Why so few of us get to die peacefully at home; A thoughtful essay that puts things in perspective.
I came across this yesterday in the Star Ledger, and thought you would like to read it. In most countries, the end of life occurs surrounded by family and loves ones. In the United States, it often is preferred that end of life occurs that way, but people are often forced to die in the medical system, in a hospital or other facility, often after a futile attempt to prevent the unpreventable. Katy Butler, the author of this essay explains why this happens and shows part of the problem of healthcare costs, and the perverse financial incentives that are a huge part of the problem.
Guest: Why few of us get to die peacefully at home
Many of us die frightened and unprepared because of the poorly understood role that money plays in shaping our medical choices, writes guest columnist Katy Butler.
By Katy Butler
Special to The Times
ABOUT three-quarters of us want to die peacefully at home.
Most don’t get that wish.
Fewer than a quarter die at home. Most die in hospitals and nursing homes, and a tragic one-fifth die plugged into machines in intensive care, where deaths can be so harrowing that they leave survivors traumatized.
Washington state’s Death With Dignity law is a blessing, but it does little to change the medical practices responsible for this astonishing disconnect.
Why don’t we die the way we say we want to die?
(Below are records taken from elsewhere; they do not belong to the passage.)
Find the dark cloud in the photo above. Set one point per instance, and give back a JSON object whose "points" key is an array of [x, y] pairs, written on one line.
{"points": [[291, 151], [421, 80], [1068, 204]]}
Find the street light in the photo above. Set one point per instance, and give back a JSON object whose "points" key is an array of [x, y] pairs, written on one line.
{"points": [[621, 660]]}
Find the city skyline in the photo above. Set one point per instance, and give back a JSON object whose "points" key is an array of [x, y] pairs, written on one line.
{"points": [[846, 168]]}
In part, because saying “Just shoot me,” is not a plan.
In larger part, we die bad deaths — frightened, unprepared, stripped of family and of a sense of the sacred — because of the poorly understood role that money plays in shaping the medical choices we are given years before the end. The pathway to a good or bad death begins long before the last panicked ambulance ride to the emergency room.
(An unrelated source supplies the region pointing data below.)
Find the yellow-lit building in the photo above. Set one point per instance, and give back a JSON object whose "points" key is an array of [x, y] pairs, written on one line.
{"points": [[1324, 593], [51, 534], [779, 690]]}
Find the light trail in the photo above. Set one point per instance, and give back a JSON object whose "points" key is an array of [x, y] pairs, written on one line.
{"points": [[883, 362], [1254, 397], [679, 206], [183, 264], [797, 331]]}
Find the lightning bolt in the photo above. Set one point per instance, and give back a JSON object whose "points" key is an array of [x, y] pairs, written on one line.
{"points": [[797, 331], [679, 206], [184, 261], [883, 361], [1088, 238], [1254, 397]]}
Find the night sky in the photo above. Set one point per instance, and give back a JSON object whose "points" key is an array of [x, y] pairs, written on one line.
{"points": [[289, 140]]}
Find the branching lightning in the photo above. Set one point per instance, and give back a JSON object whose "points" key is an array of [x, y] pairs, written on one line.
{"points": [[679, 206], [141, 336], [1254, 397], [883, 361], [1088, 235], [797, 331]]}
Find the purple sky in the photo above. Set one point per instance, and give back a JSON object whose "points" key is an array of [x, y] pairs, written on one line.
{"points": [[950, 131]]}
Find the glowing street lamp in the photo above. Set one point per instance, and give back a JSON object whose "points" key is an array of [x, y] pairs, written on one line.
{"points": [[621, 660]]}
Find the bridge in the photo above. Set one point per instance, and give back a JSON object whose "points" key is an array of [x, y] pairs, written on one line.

Medicare and private insurance pay doctors on a piecework basis for performing procedures rather than spending time with patients. This “fast medicine” approach rewards doctors who throw tests, drugs and procedures at patients, and punishes those who do slower, less invasive, higher-quality work.
To give one egregious example, a doctor who administers chemotherapy will receive 6 percent of the cost of the treatment from Medicare, and almost nothing for having a long, time-consuming conversation about when to stop.
Follow the money: Some chemos cost tens of thousands a month; hospice benefit, by comparison, provides little more than $150 a day. As a result, many patients are given futile chemo, internalized cardiac defibrillators costing $35,000, and other painful, expensive, high-tech, Hail Mary surgeries and procedures close to the end of life.
Medicare spends a quarter of its $551 billion annual budget on medical treatment in the last year of life. A third of Medicare patients undergo surgery or an intensive-care-unit stay in their final year.
The most unfortunate are never give the chance to accept and face the coming of death, and die in intensive care. Of those referred to hospice, a benefit available for the last six months of life, many are referred so late that they get its extraordinary, compassionate benefits for the last 18 days of their lives, or less.